A Segunda Turma do Supremo Tribunal Federal (STF) decidiu nesta sexta-feira (15) manter a decisão do ministro Dias Toffoli que anulou os processos abertos contra o ex-ministro Antonio Palocci na Operação Lava Jato.
Durante julgamento virtual, o colegiado negou recurso apresentado pela Procuradoria-Geral da República (PGR) para derrubar a decisão do ministro.
Em março deste ano, o ministro atendeu ao pedido de anulação feito pelos advogados de Palocci e aplicou os precedentes da Corte que consideraram o ex-juiz Sergio Moro parcial para proferir as sentenças contra os réus das investigações. Moro era o juiz titular da 13ª Vara Federal em Curitiba.
Com a decisão, a anulação abrange todos os procedimentos com assinatura de Moro contra Palocci. Apesar da anulação, mantém-se o acordo de delação que Palocci assinou. Em um dos processos, ele recebeu a condenação a 12 anos de prisão.
No recurso, a PGR disse que Palocci assinou acordo de delação premiada no qual denunciou “esquemas ilícitos” envolvendo agentes públicos e empresários sob a mira investigativa da Lava Jato. Dessa forma, segundo o procurador-geral, Paulo Gonet, não há prejuízos à defesa que justifiquem a anulação dos processos contra o ex-ministro.

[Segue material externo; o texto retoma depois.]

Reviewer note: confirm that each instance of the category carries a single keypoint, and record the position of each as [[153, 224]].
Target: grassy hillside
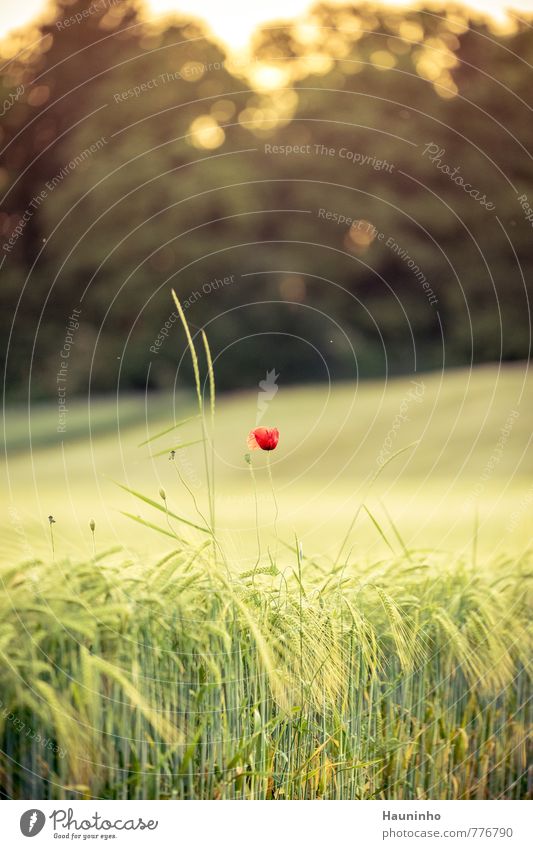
[[472, 429]]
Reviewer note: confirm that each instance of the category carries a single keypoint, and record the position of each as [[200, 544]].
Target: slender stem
[[276, 514], [254, 484]]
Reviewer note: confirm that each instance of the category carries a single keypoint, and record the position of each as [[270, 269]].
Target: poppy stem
[[276, 514], [254, 484]]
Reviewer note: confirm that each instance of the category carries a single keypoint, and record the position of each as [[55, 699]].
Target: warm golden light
[[235, 21]]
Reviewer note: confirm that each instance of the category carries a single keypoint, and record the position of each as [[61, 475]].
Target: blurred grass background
[[330, 441]]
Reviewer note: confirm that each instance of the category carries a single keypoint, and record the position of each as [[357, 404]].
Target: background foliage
[[160, 204]]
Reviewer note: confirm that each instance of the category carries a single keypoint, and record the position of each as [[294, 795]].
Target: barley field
[[243, 663]]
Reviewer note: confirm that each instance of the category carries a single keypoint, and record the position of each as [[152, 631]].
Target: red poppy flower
[[265, 438]]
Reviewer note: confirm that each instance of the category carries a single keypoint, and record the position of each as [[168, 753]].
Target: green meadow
[[345, 617], [468, 465]]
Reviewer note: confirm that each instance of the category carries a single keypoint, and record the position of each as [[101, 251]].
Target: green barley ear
[[192, 349]]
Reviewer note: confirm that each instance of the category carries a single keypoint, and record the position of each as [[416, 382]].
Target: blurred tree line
[[137, 157]]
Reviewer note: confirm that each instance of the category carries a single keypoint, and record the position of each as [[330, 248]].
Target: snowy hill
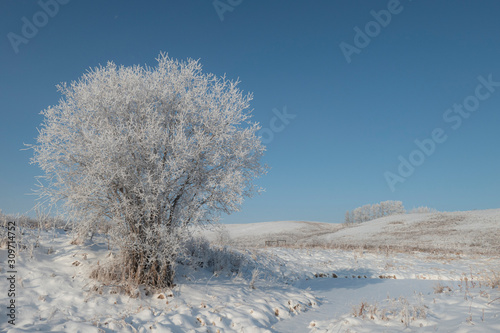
[[464, 232]]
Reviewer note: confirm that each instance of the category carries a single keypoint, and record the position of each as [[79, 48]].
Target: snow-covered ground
[[292, 289]]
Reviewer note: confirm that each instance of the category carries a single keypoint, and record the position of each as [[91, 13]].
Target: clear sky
[[364, 80]]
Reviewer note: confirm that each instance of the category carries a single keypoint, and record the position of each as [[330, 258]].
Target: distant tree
[[422, 210], [371, 212], [148, 152], [348, 218]]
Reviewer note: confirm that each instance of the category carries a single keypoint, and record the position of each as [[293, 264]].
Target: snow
[[297, 289]]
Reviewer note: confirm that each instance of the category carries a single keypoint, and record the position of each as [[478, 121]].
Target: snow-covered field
[[323, 287]]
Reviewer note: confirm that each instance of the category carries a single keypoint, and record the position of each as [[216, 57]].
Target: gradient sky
[[352, 120]]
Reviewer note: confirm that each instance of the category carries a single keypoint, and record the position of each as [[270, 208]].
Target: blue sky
[[353, 119]]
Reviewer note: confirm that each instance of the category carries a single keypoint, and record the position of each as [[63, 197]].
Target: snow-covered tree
[[371, 212], [147, 152]]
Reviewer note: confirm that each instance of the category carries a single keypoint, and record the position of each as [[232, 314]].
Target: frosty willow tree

Apesar dos argumentos da procuradoria, a turma rejeitou o recurso. Por 3 votos a 2, a Segunda Turma seguiu voto de Toffoli. O ministro entendeu que a assinatura de delação não tem o condão de convalidar nulidades. Os ministros Gilmar Mendes e Nunes Marques seguiram o voto de Toffoli, já André Mendonça e Edson Fachin ficaram vencidos.
Com informações da Agência Brasil.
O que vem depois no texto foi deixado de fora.